Warum ist es gesundheitlich bedenklich, Toastbrot zu essen, das im Toaster zu dunkel oder schwarz geworden ist?
Es ist gesundheitlich bedenklich, sehr dunkles oder verbranntes Toastbrot zu essen, da bei dem starken Erhitzen von stärkehaltigen Lebensmitteln ein chemischer Stoff namens Acrylamid entsteht.
Hier sind die wichtigsten Gründe und Hintergründe:
1. Die Entstehung von Acrylamid
Acrylamid bildet sich bei der sogenannten Maillard-Reaktion. Das ist die chemische Reaktion zwischen Zuckern (wie Glukose) und einer Aminosäure (Asparagin), wenn diese bei Temperaturen über 120 Grad Celsius trocken erhitzt werden (beim Backen, Rösten, Frittieren oder eben Toasten).

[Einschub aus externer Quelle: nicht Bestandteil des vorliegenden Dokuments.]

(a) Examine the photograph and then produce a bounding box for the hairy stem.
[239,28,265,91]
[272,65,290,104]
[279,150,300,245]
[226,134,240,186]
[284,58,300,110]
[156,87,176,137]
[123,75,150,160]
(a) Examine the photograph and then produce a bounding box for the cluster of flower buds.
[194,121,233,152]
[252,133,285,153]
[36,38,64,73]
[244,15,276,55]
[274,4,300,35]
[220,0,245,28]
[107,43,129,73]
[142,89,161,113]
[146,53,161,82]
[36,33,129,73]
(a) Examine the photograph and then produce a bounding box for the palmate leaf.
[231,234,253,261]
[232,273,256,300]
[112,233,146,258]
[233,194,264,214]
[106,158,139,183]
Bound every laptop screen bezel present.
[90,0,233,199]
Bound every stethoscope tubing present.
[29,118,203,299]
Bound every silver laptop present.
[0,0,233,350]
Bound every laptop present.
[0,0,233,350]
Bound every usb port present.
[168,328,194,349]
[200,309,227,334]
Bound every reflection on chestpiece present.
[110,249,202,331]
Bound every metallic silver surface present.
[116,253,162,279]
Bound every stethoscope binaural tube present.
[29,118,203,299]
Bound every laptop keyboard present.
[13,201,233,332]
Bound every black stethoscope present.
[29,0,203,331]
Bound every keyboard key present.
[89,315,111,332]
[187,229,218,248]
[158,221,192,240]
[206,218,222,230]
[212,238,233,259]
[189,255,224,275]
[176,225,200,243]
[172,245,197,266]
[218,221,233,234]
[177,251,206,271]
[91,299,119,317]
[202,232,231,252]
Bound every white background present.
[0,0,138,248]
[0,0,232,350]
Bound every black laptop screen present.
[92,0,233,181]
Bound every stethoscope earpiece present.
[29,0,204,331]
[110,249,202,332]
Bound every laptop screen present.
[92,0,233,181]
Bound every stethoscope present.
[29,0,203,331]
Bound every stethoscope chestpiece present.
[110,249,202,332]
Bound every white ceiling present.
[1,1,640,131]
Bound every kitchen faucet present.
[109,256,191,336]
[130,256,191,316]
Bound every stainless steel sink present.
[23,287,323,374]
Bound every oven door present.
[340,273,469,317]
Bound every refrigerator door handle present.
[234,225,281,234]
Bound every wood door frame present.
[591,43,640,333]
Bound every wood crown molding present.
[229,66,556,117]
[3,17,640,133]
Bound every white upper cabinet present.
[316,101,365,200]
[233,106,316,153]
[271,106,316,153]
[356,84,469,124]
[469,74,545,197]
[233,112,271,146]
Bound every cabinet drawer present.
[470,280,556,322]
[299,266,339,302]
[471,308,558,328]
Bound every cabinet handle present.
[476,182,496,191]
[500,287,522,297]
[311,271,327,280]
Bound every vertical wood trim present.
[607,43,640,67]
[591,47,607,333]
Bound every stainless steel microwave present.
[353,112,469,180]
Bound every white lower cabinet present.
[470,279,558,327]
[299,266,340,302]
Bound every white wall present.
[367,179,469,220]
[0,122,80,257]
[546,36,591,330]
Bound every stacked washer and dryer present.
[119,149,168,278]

Je dunkler der Toast wird, desto mehr Acrylamid wird gebildet. Sobald das Brot schwarz verkohlt ist, steigt die Konzentration drastisch an.
2. Warum ist Acrylamid gefährlich?
- Krebserregendes Potenzial: In Tierversuchen hat sich Acrylamid als krebserregend und erbgutschädigend (genotoxisch) erwiesen.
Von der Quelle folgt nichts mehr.